Chris Herb, president of the Connecticut Energy Marketers Association — a trade group representing fuel oil and gasoline businesses — said that “market-based compliance mechanisms” are essentially taxes that aim to reduce emissions by raising the price of fuel so people use less of it. 

He said that could take the form of a cap-and-trade program with California or a Canadian province, or it could be the Transportation and Climate Initiative, or TCI — a multistate “cap-and-invest” program Lamont and Dykes pushed hard for in 2021 as a way to pay for clean transportation projects, 

Opponents — including Herb, Republican lawmakers and the conservative-leaning Yankee Institute labeled TCI a gas tax – a view that also killed its support among some Senate Democrats, who said they couldn’t support a regressive tax increase that would burden the poor. 

But Herb said the real problem with the language of this bill is that it gives the commissioner unilateral power to join these multistate agreements. He said that means Dykes could decide on her own to implement TCI, when it should be up to the legislature to make that decision.

“It’s passing legislation that would hand over that power to a commissioner who was not shy about her support for TCI and her belief in these cap and tax programs,” Herb said. “This should be a decision made by legislators who have to look their constituents in the eye and explain why the price of gasoline, diesel fuel and heating oil is going to go up.”

But Rothenberger said it’s not possible for DEEP to unilaterally set up programs like TCI, even with the language in the bill. The power to levy fees and taxes and to appropriate money sits with the legislature, not with DEEP, he said.

And Connecticut requires that all new regulations be approved by the legislative Regulation Review Committee, where the public can comment on proposed regulations, Rothenberger said. The full legislature also has the power to pass laws to invalidate any regulation, and nothing in this bill removes that power, he said.

According to Rothenberger, New York, Rhode Island, Massachusetts and Vermont already have similar language on the books. Byt their laws go even further, he said, ordering their state governments to make regulations to reach emissions goals.

“This language is really only giving the agency the tools it needs to do what the legislature has already mandated it do — achieve the greenhouse gas emissions reductions that the legislature established,” he said.
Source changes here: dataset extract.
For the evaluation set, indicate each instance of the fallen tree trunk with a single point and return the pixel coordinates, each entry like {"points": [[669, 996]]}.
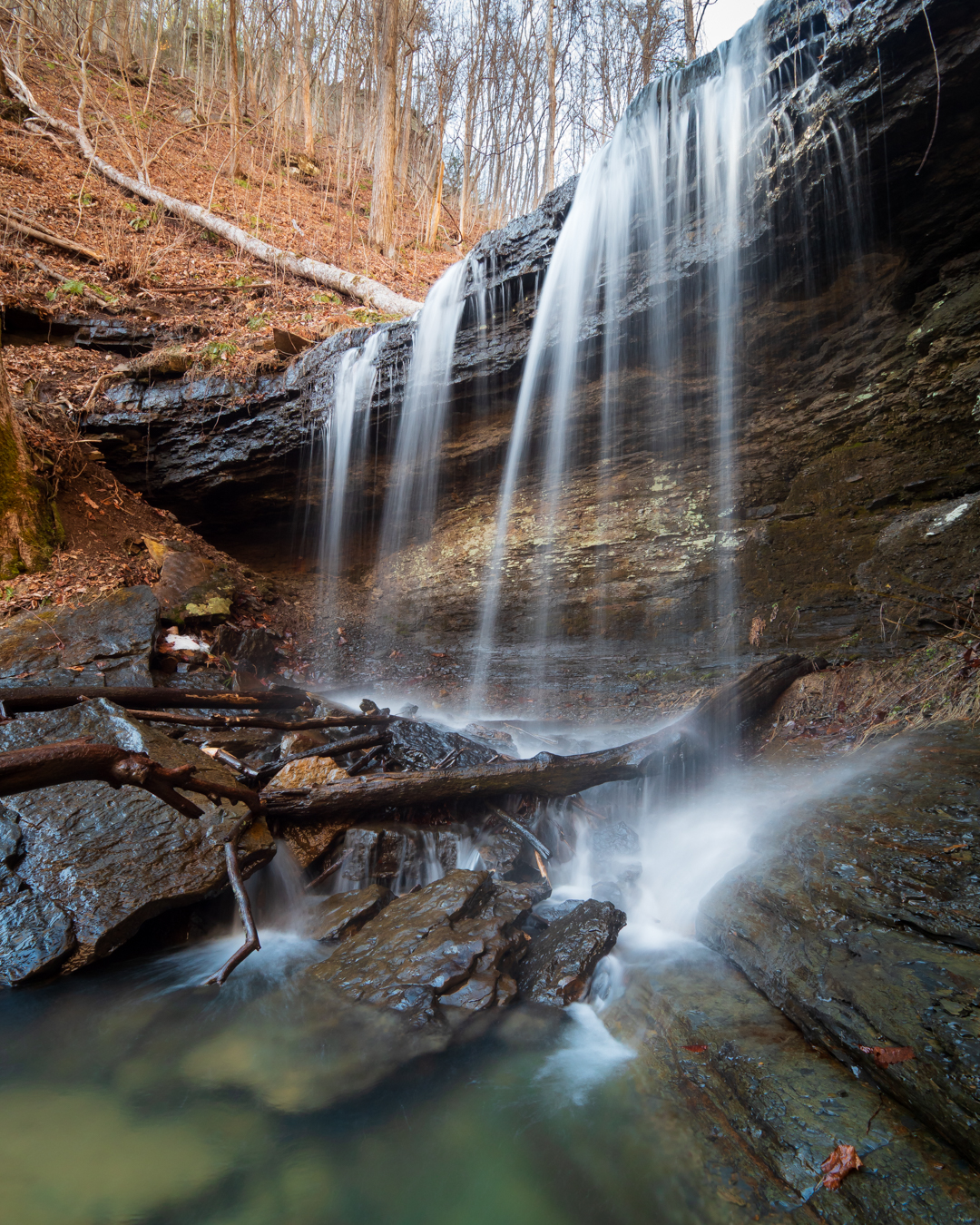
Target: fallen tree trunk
{"points": [[370, 291], [55, 697], [693, 737], [263, 720], [79, 761]]}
But even if DEEP wanted to move forward with TCI without the legislature, Rothenberger said, “TCI is a regional program. No state is going to go it alone on a program like that.”

 A group of 13 eastern states and the District of Columbia discussed a framework for the program for a decade — beginning in Connecticut during the administration of Gov. Jodi Rell in 2010. But just four signed on to a pact in 2020 to develop the program — Connecticut, Rhode Island, Massachusetts and D.C. 

Rhode Island and Massachusetts later dropped the program, and TCI failed to win approval in the Connecticut legislature. 

But Herb said it’s clear to him that the language would allow TCI to move forward. 

He said it was convenient that TCI wasn’t brought up last session, but is being brought up again in a more opaque way than the press blitz Lamont and Dykes went on to push for TCI in 2021.

“So you can sign on to a California program or a Canadian province — what are we doing?” Herb said. “So the DEEP commissioner can enter into an agreement with Quebec to run a cap and trade program? That, to me, is frightening that we would cede power to another state or a foreign country that could increase gasoline costs, increase the cost of living, increase the impact of inflation.”